Links are provided from this document only to allow access to images and no suggestion is made that you should buy from any particular supplier. No endorsement should be seen as explicit or implied.

Tuesday, November 15, 2011

Going for the Masters Degree

We are in the final week off preparations for beginning my Masters Degree in History with National University.

I have prepared my books with my Intel Reader, the text to speech scanner which I piurchased several weeks ago.

It is a great little device. It has coped pretty well with some hefty textbooks for my first class which begins next Monday, 11/21/11.

My first class will be World History. It looks interesting as a subject. From the textbooks there appears to be a great deal of recent social history. Matters such as industrialization and migrations. With just four weeks, there is a lot of work to do. I am glad that some accommodations were made available, extra time on timed exams is always nice, also some time extension was granted on papers if needed.

I will add that I have rarely need to call in accommodations in the past. With help from readers/typists in exams in the past I usually completed exams in the minimum time. I only needed one extension on a paper deadline with my BA History, and that was because I was in hospital with Valley Fever, a nasty fungal lung infection, not because of my blindness.

In that case I made a bet with my teacher, if she allowed me to stay in class, I would finish on time. Provided she allowed me to get out of hospital to complete my assignment. As I have always found, high level teachers are wonderfully supportive if you are honest with them. She gave me a grace period to complete the paper and I caught up with the class and finished on time.

Wednesday, November 9, 2011

With Sadness

I don't know what it is. Maybe it is getting to be fifty, just a few weeks ago.

My AARP card now has it's own place in my wallet.

It may be the ticking of the clock, this seems to be the time of losing friends.
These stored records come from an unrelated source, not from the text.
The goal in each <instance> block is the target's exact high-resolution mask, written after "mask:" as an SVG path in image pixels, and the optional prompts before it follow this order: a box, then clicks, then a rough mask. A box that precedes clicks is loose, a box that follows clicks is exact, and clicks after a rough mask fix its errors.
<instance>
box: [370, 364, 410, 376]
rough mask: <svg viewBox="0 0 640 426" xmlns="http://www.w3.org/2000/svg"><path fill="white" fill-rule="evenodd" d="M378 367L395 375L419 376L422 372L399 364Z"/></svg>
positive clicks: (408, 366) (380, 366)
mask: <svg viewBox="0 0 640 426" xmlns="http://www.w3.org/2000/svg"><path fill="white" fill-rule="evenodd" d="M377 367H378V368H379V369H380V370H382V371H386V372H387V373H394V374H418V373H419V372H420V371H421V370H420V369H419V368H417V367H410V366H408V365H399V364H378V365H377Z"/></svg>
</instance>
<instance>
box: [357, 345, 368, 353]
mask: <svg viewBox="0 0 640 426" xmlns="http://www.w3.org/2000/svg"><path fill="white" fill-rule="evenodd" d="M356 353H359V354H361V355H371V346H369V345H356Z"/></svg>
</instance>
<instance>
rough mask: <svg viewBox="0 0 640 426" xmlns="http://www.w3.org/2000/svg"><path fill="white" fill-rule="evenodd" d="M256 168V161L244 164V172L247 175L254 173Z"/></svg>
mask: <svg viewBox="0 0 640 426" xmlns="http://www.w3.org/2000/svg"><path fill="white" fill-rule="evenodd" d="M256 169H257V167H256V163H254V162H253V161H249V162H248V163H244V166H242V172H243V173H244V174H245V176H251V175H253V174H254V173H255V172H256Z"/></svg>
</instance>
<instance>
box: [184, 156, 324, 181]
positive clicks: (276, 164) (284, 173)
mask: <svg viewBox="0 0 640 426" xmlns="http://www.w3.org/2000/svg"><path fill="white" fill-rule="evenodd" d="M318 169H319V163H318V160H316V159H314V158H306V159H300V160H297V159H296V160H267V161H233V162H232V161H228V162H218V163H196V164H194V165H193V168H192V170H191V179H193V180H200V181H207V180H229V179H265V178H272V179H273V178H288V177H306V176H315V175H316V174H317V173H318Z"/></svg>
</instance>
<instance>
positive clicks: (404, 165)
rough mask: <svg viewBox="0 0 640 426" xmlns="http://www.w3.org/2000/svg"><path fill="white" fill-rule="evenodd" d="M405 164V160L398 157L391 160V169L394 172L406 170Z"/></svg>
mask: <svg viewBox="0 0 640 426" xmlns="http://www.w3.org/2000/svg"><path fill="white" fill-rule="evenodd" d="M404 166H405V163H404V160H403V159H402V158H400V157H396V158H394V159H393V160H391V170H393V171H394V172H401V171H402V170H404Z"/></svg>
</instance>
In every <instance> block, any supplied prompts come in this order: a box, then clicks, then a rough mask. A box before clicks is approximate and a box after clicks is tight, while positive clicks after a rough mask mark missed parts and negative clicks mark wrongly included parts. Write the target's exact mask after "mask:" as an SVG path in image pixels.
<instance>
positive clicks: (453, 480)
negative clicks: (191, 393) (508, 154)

A few years ago, I met someone whom I felt was special. This was before I met the woman who was to become my wife. We had been close friends but it was always more friendship than romance for her part. For me I had hoped for more, I will admit that. But it is always the woman who really chooses. So we went our seperate ways. Keeping in touch until I married.

I still had some contact from another mutual friend. Monday I heard that our friend had died.
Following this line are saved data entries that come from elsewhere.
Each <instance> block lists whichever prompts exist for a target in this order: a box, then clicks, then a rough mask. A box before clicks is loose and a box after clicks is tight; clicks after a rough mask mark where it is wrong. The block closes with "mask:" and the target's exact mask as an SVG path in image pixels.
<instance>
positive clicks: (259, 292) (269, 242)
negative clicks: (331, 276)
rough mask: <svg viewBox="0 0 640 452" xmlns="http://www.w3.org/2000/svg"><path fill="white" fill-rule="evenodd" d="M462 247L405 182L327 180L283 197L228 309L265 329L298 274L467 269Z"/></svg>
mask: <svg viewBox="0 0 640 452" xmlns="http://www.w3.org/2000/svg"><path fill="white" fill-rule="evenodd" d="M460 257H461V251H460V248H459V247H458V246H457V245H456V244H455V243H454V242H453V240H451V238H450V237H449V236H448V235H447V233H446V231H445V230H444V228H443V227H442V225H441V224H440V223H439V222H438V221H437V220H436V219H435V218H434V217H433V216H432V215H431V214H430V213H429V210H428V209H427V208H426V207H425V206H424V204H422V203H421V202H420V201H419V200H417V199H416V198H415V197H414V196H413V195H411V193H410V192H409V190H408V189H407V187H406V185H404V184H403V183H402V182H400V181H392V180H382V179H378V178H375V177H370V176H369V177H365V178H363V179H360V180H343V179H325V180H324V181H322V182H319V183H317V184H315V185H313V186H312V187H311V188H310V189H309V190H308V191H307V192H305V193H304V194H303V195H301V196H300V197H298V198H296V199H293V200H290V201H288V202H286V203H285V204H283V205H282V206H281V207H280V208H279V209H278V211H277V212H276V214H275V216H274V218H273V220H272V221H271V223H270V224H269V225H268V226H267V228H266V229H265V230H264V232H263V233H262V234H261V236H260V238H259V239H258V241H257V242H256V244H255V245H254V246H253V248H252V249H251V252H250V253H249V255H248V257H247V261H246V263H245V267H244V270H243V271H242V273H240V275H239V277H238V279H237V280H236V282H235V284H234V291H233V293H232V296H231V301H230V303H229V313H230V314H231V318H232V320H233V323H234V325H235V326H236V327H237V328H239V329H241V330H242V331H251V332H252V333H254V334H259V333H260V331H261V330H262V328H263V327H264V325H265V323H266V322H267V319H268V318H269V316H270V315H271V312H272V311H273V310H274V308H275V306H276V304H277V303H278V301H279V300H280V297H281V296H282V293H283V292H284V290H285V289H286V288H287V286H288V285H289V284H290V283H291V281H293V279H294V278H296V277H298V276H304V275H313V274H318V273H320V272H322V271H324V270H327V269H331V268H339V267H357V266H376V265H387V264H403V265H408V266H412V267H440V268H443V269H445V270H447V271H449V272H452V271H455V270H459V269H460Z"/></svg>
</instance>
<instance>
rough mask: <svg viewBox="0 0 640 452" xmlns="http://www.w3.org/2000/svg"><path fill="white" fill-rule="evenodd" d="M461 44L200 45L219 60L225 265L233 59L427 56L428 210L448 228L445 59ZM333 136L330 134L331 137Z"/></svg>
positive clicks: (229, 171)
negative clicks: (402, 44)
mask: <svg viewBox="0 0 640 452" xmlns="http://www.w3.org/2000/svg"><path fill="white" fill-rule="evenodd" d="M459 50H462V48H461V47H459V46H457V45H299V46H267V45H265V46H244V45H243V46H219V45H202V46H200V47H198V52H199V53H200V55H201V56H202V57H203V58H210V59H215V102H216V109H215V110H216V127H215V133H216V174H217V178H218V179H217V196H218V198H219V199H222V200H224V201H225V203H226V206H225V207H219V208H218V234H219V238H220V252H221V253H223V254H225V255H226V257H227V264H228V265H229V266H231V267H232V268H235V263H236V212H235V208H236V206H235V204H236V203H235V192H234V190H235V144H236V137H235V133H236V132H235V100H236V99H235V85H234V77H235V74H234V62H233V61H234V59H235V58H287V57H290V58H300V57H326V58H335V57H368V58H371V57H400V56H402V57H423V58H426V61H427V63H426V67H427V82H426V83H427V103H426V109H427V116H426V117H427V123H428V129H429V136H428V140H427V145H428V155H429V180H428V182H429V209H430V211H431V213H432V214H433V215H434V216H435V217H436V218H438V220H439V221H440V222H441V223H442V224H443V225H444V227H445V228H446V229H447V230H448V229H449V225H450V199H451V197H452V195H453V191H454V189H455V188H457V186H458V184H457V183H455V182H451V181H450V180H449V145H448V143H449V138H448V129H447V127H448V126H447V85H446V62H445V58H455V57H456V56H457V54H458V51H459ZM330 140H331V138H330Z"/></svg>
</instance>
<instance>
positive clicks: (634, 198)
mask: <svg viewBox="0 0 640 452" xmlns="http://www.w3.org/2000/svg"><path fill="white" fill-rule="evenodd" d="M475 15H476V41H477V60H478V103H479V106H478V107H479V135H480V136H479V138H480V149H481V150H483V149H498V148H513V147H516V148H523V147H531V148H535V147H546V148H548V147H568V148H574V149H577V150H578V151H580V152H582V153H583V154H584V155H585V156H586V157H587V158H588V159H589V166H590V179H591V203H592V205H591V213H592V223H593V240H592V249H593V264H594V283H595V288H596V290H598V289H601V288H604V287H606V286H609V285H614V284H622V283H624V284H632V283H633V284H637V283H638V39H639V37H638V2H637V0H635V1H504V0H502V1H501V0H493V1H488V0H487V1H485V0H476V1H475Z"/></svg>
I have been no real stranger to death. My father died when I was a child, mygrandparents had died in their time and my mother several years ago. Other friends too have died, in accident and war.

This is the first death of someone however that I had imagined sharing my life with. It has come as more a shock than anyother.
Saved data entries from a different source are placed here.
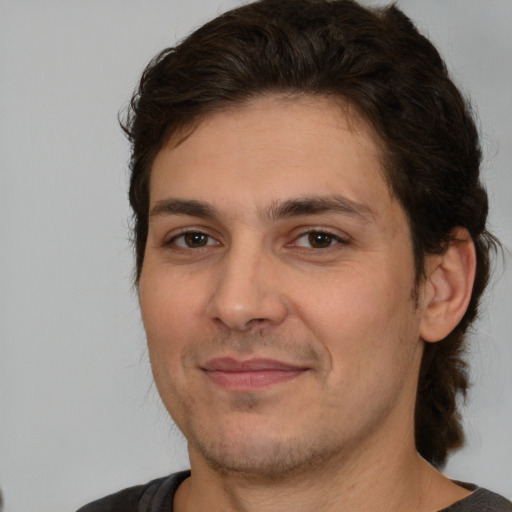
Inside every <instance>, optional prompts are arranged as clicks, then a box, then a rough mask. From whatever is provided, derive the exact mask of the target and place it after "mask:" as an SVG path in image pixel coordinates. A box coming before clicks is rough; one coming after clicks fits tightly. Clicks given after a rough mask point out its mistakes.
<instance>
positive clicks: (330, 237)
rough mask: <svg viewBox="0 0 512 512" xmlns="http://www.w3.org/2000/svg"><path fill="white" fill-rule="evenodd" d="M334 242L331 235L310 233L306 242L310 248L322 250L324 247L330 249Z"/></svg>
mask: <svg viewBox="0 0 512 512" xmlns="http://www.w3.org/2000/svg"><path fill="white" fill-rule="evenodd" d="M333 241H335V239H334V237H333V235H330V234H329V233H316V232H312V233H309V235H308V242H309V245H311V247H313V248H315V249H324V248H326V247H330V246H331V245H332V243H333Z"/></svg>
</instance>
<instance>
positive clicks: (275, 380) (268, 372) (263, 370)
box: [202, 358, 308, 391]
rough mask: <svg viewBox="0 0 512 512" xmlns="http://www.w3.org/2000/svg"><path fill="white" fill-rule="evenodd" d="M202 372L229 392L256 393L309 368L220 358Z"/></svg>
mask: <svg viewBox="0 0 512 512" xmlns="http://www.w3.org/2000/svg"><path fill="white" fill-rule="evenodd" d="M202 370H203V371H204V373H205V374H206V376H207V377H208V378H209V379H210V380H211V381H212V382H213V383H214V384H216V385H218V386H221V387H223V388H225V389H227V390H229V391H255V390H259V389H263V388H267V387H270V386H272V385H275V384H279V383H282V382H286V381H289V380H292V379H294V378H296V377H299V376H300V375H302V374H303V373H305V372H307V371H308V368H304V367H300V366H294V365H290V364H287V363H283V362H280V361H275V360H272V359H251V360H250V361H238V360H236V359H233V358H219V359H213V360H211V361H209V362H208V363H207V364H206V365H205V366H204V367H203V368H202Z"/></svg>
Going blind is not as bad as the pain of mourning someone special. 

It brings me to think how special my wife really is. How much I should treasure her friendship. Afterall, she suffers from my blindness too. She guides me, lifts me up when I fall low in spirits. Puts up with me one my worst days, laughs at my awful jokes.

I can no longer think of maybe writing an occasional e-mail to my late friend. But I can hold my wife close and dear for one minute more.

Thank the Lord for all we have ever held dear in our hearts.